The judge had earlier ordered that the list of nearly 600 books removed from shelves as part of the anti-“woke” purge be made public. Titles on the list included What’s Diversity? by David Anthony, Between the World and Me by Ta-Nehisi Coates, and A Queer History of the United States for Young People by Michael Bronshi. Also listed were biographies of Chaz Bono, director Lana Wachowski, actress Laverne Cox, and several books from Alice Oseman’s Heartstopper series.

In her ruling, Tolliver Giles wrote that evidence before the court indicated the book removal process had been “inconsistent and opaque.” Tolliver Giles expressed skepticism toward the government’s claim that removing books qualified as “government speech,” agreeing with the plaintiffs that DoDEA’s actions likely harmed students and amounted to viewpoint discrimination.

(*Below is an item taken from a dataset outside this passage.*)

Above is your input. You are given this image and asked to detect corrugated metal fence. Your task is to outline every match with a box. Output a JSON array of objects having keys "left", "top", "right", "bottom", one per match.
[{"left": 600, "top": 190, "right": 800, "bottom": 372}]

“Public school libraries have historically been loci of intellectual freedom, where students are ‘free to inquire, to study, and to evaluate, to gain new maturity and understanding.’ Viewing public school libraries as places of academic freedom and intellectual pursuit conflicts with the United States’ notion that school libraries represent government speech,” she wrote.

“While Defendants maintain that ‘courts have repeatedly recognized’ that school library curation is government speech, the weight of the case law suggests otherwise,” Tolliver Giles continued. “While the Supreme Court has not definitely ruled on this question, sister courts have overwhelmingly found that the government speech doctrine does not pertain to public school libraries.”